Tuesday, February 11, 2020

Infinite Poisson Mixture model with Dirichlet Process

In this post, I will share infinite poisson mixture model with dirichlet process as a prior distribution on the number of clusters. When it comes to clustering, sometimes class number 'k' is hard to set. I think Dirichlet process can be one of the solution to rectify it. Regarding approximation of posterior distribution, sampling method will be presented, namely Collapsed Gibbs sampling.
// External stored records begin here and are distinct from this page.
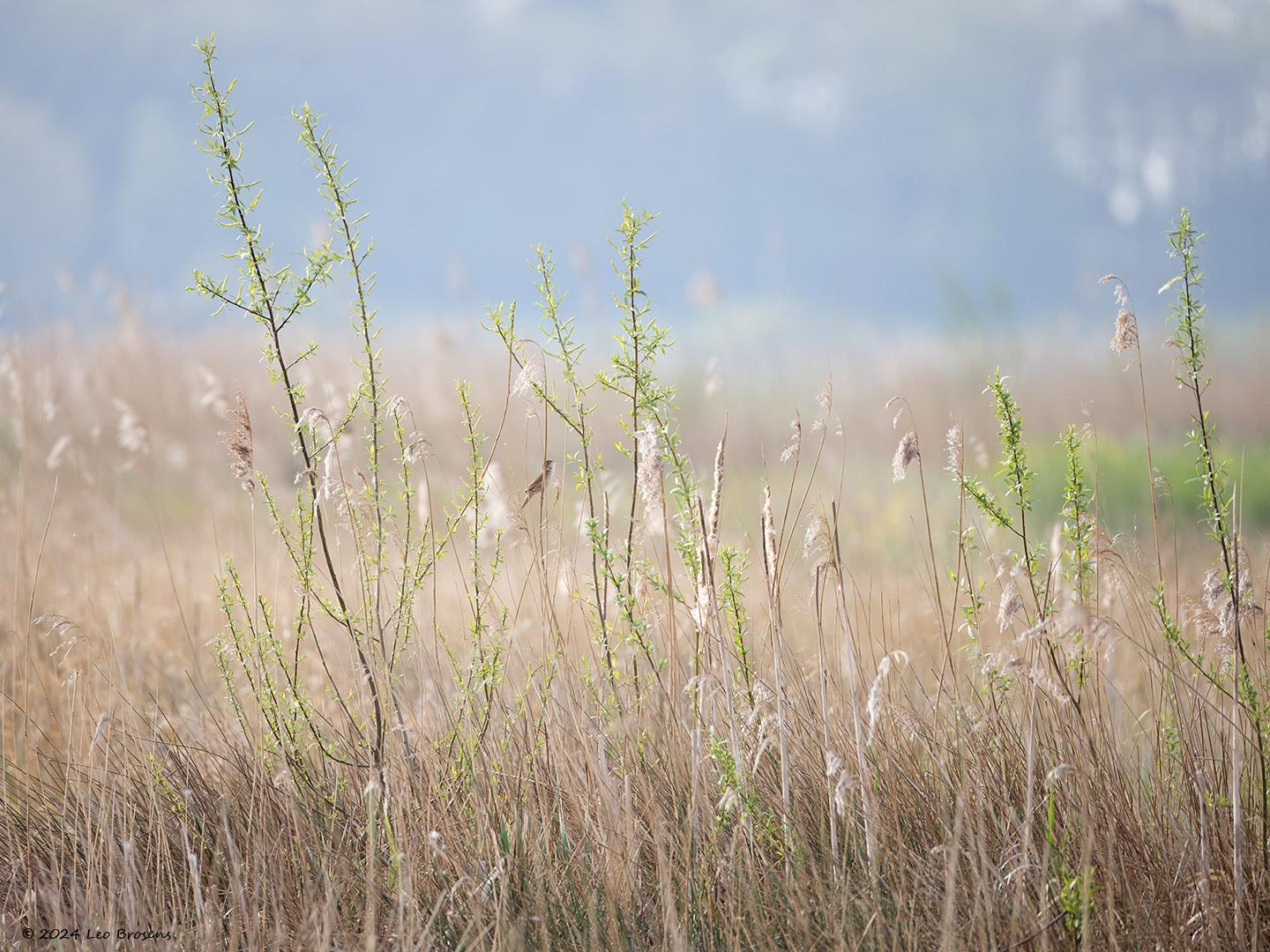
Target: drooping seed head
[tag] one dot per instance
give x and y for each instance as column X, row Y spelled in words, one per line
column 905, row 456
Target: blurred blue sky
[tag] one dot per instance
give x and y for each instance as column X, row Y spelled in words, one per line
column 923, row 163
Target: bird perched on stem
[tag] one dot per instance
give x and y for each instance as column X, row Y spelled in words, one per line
column 540, row 481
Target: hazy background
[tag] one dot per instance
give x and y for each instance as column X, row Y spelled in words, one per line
column 926, row 163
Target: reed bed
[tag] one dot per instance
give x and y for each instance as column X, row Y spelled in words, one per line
column 563, row 657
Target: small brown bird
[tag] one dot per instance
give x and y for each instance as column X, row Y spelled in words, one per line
column 540, row 482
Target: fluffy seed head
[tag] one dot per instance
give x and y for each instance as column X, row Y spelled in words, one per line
column 238, row 443
column 905, row 455
column 1011, row 605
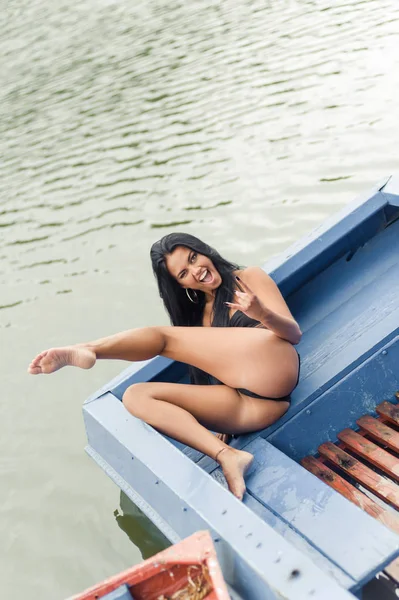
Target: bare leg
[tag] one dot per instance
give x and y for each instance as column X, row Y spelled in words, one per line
column 187, row 412
column 248, row 358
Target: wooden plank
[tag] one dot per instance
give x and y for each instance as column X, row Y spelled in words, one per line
column 370, row 452
column 389, row 411
column 379, row 485
column 380, row 432
column 338, row 483
column 299, row 542
column 180, row 499
column 312, row 510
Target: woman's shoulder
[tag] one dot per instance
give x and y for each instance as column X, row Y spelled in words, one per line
column 252, row 273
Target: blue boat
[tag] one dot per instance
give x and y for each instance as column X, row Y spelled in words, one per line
column 293, row 536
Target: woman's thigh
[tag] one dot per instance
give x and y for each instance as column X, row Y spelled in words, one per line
column 241, row 357
column 217, row 407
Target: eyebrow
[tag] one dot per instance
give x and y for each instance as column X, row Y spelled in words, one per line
column 188, row 258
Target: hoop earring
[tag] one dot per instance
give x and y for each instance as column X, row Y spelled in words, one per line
column 195, row 296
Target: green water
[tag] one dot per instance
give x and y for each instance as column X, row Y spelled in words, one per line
column 243, row 122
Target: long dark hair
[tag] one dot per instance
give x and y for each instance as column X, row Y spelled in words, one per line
column 180, row 309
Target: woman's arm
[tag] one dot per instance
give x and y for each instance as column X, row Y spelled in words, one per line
column 263, row 301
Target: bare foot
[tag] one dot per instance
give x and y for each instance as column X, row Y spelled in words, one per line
column 235, row 463
column 224, row 437
column 56, row 358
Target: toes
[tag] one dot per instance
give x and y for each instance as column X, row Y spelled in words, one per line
column 34, row 370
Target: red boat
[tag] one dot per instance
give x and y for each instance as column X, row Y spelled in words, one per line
column 188, row 570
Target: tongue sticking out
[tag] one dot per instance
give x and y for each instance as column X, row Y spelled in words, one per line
column 207, row 278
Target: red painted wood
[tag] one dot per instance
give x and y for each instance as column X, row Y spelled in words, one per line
column 389, row 411
column 371, row 452
column 380, row 486
column 339, row 484
column 342, row 486
column 167, row 572
column 380, row 432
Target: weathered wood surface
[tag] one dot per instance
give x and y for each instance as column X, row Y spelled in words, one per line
column 380, row 432
column 340, row 484
column 180, row 499
column 389, row 411
column 379, row 485
column 370, row 452
column 312, row 510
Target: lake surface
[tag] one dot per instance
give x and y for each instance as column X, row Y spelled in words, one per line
column 243, row 122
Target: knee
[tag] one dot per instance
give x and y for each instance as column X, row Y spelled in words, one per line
column 134, row 398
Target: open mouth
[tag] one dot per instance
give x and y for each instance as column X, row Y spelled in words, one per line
column 206, row 277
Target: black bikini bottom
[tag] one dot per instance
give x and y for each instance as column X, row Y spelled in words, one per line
column 282, row 399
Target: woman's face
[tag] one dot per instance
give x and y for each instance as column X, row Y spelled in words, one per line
column 193, row 270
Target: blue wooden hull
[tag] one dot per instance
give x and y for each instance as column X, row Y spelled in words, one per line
column 342, row 284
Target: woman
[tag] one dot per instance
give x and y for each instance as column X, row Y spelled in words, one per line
column 230, row 323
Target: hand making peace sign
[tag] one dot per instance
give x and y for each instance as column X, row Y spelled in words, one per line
column 247, row 302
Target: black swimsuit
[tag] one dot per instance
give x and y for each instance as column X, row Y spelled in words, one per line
column 239, row 319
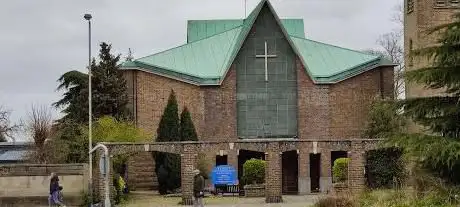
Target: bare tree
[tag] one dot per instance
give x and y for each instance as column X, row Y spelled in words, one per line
column 7, row 129
column 392, row 48
column 38, row 124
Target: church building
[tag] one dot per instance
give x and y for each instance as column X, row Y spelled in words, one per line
column 261, row 78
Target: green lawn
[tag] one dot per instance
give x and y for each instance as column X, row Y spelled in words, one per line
column 156, row 200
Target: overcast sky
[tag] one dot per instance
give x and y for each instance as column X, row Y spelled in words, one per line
column 40, row 40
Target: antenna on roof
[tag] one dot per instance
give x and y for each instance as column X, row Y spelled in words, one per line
column 130, row 56
column 245, row 2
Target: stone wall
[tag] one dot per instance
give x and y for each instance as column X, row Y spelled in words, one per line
column 151, row 96
column 339, row 111
column 25, row 184
column 254, row 190
column 220, row 113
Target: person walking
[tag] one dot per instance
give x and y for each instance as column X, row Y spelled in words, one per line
column 198, row 189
I'm glad if you find some fun out of this post.

Dirichlet Process Poisson Mixture Model

1. Collapsed Gibbs sampling

First of all, we're gonna start from Joint distribution of poisson mixture model which can be expressed as following.

$$p(X,Z,\lambda,\pi) = p(X | \lambda, Z)p(Z|\pi)p(\pi)p(\lambda)$$

where X is observation, Z is latent variable, $\lambda$ is parameter of poisson distribution with prior distribution p($\lambda$), and $\pi$ is parameter of categorical distribution with prior distribution $p(\pi)$. If you are interested in poisson mixture model, you can check following link.
Poisson Mixture Model①

If your interest is only how the observation is classified, you can marginalize out $\lambda$, $\pi$. As long as conjugate prior is applied for $p(\lambda)$ and $p(\pi)$, marginalization is tractable.
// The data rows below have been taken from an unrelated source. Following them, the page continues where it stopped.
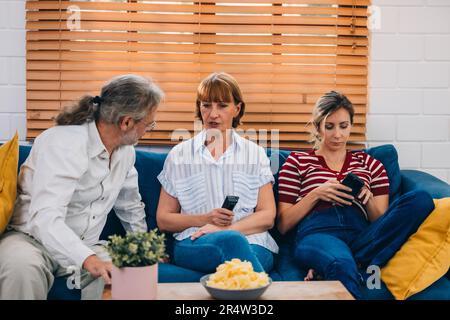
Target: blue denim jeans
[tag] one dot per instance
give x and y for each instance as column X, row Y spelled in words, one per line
column 210, row 250
column 338, row 242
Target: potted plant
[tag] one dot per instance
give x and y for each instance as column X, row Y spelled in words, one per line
column 135, row 260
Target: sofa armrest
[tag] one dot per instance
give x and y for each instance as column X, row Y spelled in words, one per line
column 414, row 179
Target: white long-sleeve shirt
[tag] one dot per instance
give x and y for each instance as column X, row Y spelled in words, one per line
column 201, row 183
column 68, row 185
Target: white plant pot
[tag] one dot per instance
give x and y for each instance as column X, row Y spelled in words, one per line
column 134, row 283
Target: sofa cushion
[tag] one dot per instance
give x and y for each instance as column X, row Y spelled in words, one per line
column 388, row 156
column 424, row 258
column 9, row 157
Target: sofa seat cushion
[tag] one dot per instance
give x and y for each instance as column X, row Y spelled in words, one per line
column 424, row 257
column 388, row 156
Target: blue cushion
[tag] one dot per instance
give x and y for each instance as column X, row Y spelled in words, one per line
column 171, row 273
column 388, row 156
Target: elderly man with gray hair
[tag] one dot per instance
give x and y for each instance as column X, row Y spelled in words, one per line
column 75, row 174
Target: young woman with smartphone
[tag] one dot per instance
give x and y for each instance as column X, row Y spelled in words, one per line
column 338, row 235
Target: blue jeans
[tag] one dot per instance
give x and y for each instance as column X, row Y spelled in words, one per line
column 210, row 250
column 338, row 241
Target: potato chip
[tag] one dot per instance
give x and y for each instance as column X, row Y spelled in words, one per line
column 237, row 274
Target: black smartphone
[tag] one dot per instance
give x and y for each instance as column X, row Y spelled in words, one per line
column 354, row 182
column 230, row 202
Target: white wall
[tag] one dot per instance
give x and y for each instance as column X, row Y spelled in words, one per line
column 409, row 96
column 409, row 92
column 12, row 69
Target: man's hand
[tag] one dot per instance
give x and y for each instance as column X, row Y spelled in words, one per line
column 207, row 228
column 98, row 268
column 220, row 217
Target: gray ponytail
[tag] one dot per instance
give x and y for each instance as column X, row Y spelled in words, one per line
column 126, row 95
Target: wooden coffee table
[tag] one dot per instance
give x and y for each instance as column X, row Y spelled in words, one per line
column 279, row 290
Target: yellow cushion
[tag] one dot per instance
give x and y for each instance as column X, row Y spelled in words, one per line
column 425, row 256
column 9, row 157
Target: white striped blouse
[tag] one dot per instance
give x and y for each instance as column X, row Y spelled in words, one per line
column 201, row 183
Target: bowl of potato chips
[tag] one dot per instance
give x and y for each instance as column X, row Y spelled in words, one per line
column 236, row 280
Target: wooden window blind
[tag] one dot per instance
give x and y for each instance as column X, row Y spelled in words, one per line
column 285, row 54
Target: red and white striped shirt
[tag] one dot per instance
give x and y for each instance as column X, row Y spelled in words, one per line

$$p(X,Z) = \int p(X,Z,\lambda,\pi)d\lambda d \pi$$

We can approximate posterior distribution $p(Z|X)$ by gibbs sampling.
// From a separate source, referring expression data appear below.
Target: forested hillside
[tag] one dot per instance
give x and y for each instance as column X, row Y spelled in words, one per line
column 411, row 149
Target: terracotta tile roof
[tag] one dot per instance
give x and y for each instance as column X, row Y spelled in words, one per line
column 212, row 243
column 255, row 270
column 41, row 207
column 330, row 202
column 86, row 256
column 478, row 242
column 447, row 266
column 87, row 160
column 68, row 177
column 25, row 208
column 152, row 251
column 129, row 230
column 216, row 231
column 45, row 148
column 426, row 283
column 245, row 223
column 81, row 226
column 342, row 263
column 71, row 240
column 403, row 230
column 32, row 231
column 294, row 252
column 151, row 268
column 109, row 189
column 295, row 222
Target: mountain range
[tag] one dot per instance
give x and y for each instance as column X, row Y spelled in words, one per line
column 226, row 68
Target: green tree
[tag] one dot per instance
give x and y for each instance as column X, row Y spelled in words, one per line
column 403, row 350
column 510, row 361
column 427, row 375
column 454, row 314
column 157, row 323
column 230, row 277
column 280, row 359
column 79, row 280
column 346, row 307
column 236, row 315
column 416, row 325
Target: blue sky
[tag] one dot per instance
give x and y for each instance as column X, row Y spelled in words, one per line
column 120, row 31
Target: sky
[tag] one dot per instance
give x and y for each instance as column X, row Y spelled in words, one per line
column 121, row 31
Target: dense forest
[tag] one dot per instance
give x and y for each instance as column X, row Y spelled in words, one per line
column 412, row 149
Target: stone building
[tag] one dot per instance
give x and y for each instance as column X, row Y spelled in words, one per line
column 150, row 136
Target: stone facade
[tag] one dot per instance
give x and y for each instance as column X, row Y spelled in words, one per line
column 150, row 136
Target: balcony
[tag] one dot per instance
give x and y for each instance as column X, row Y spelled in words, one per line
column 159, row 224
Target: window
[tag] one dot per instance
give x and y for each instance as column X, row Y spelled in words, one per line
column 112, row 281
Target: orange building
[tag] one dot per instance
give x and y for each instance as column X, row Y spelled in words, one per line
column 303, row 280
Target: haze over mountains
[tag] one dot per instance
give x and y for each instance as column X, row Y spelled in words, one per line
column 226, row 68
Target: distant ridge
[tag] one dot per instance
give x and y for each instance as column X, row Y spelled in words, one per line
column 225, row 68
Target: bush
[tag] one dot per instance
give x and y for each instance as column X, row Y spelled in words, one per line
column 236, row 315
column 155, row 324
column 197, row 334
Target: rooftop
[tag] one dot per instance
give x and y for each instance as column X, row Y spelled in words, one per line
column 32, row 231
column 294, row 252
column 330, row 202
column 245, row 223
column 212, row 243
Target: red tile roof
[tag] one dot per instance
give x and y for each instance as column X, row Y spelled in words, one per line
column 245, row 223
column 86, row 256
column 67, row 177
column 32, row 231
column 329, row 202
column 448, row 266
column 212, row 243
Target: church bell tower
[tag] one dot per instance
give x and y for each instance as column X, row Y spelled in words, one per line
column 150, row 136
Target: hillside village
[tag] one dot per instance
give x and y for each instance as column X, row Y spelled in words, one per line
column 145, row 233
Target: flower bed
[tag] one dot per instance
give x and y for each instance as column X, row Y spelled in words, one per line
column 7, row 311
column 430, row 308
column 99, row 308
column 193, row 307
$$p(z_n|X,S_{\backslash n}) \propto p(x_n|X_{\backslash n},z_n,Z_{\backslash n})p(z_n|Z_{\backslash n})$$

For $p(x_n|X_{\backslash n},z_n,Z_{\backslash n})$, $$p(x_n|X_{\backslash n},z_{n,k}=1,Z_{\backslash n}) = NB(x_n | \sum_{n^{'}\neq n}z_{n^{'},k}x_{n^{'}}+a,\sum_{n^{'}\neq n}z_{n^{'},k}+b)$$

Regarding $p(z_n|Z_{\backslash n})$, we wanna make it have infinite categories.

2. Infinite mixture model

Now we're gonna think about dirichlet distribution with infinite categories. Let's say parameters of dirichlet distribution be $\alpha / K$. where $K$ is number of cluster. Then with marginalization over $\pi$, $p(z_i = k|z_{1:n}^{\backslash i},\alpha)$ can be computed as followings,

$$\begin{eqnarray} p(z_{i}=k|z_{1:n}^{\backslash i}, \alpha) = \begin{cases}\frac{n_k^{\backslash i}+\frac{\alpha}{K}}{n-1 + \alpha} \ \ if\ k \in \kappa^+(z^{\backslash i}_{1:n})\\ \frac{\frac{\alpha}{K}}{n-1+\alpha} \ \ if\ k \notin \kappa^+(z^{\backslash i}_{1:n})\end{cases}\end{eqnarray}$$

where $\kappa^{+}(z^{\backslash i}_{1:n})$ means the category which is already drawned. If $K \to \infty$, then getting new category would be ZERO. This is not what I want. From this result, the probability of getting new category is same over all $k \notin \kappa^+(z^{\backslash i}_{1:n})$ cluster. Therefore probability of getting new category can be computed by multiplying $K - |\kappa^+(z^{\backslash i}_{1:n})|$.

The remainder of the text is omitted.